Another barbette, submerged. Same ship.

That bit of Pearl Harbor is accessible, but this isn't. It's a water tower built as the focal point for Hickam Field. More history: in 1934 the Army Air Corps wanted a B-17 base, and in the next year the Corps acquired 22,000 acres of tidelands and cane fields. Enter a planner, Howard B. Nurse, originally from Rochester, New York.

Before we look around, here's a closeup of the tower.

Ironic, no?

The tower stands at the toe of a parade ground separating homes for officers and enlisted. At the Far end of the lawn is the headquarters of the 15th Air Base Wing.

Nurse designed Hickam's buildings in a combination of Art Deco and Streamline Modern. Here's the Hickam Terminal, none too easy to photograph.

The hangars are still standing, though some have been converted to office space.
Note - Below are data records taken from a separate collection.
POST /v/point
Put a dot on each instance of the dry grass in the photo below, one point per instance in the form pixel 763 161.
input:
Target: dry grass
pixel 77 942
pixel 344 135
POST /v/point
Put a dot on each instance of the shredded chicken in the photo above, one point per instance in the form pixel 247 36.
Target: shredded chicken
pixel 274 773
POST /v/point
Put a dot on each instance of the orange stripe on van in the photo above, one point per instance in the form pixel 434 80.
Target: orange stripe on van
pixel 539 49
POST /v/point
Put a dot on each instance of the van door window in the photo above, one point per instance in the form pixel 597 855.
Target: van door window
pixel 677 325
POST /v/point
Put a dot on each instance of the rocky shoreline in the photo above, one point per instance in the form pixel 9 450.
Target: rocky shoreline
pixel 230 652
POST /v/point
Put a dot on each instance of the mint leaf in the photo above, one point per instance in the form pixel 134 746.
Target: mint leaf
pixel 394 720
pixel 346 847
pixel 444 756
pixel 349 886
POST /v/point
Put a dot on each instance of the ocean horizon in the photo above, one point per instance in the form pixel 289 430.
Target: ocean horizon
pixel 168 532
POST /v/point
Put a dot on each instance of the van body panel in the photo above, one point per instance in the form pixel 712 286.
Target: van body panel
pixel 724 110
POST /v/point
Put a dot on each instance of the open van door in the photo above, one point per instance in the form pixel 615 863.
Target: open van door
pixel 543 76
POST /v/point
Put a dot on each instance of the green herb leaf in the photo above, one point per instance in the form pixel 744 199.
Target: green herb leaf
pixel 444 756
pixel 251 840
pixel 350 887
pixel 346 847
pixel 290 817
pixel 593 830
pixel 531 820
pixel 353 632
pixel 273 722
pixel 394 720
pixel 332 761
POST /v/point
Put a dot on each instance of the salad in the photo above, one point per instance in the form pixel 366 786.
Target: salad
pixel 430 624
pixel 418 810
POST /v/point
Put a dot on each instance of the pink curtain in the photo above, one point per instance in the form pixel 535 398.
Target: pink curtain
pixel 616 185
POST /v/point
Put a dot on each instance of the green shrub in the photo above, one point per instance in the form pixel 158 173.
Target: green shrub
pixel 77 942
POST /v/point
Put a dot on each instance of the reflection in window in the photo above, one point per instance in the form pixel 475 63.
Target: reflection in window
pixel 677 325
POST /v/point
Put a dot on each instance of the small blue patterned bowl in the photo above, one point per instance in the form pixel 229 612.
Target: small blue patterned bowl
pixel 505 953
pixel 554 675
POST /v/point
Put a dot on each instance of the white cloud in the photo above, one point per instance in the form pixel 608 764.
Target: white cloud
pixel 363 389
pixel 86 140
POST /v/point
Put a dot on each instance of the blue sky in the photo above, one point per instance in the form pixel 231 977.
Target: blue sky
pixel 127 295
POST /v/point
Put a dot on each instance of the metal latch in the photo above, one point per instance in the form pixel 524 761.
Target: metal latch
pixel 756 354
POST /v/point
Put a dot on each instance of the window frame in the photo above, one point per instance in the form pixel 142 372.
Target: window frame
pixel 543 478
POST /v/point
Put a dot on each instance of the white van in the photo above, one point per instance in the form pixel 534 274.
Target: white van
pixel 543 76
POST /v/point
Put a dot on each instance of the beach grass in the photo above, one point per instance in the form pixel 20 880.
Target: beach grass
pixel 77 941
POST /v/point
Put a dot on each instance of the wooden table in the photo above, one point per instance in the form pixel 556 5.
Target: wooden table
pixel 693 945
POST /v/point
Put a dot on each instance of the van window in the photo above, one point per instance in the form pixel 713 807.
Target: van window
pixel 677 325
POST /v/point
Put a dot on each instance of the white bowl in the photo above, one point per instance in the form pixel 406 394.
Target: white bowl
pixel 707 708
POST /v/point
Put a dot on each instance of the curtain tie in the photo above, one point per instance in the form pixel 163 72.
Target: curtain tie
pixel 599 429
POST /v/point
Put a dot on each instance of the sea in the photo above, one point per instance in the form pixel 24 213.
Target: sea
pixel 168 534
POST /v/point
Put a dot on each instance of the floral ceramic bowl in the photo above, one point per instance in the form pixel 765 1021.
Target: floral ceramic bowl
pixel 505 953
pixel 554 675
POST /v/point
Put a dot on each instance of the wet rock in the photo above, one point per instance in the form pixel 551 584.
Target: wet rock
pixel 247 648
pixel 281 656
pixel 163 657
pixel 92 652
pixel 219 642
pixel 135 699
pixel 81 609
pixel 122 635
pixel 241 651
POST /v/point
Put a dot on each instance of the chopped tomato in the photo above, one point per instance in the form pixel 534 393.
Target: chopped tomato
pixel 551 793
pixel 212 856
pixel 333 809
But here's the gem: base housing here has got to be the most perfect on the island. Here we're just next door to the Pearl Harbor Naval Hospital.

Doesn't it beat all?

Very, very quiet.

The view may not be perfect—that's Ford Island—but the water's calm.

We just jumped to the other side of Hickam, so we're in Fort Kamehameha. Yes, that's the ocean.

The Fort Kamehameha chapel.

No longer in the harbor: it's the Pacific Ocean in a pacific mood.

It isn't always so calm. Depending which way you turn, it's eight miles behind you to Waikiki or, if you foolishly turn left, 6,500 to Antarctica. Maybe you'll be lucky and veer a bit to the southwest. It's only 4,400 to New Zealand.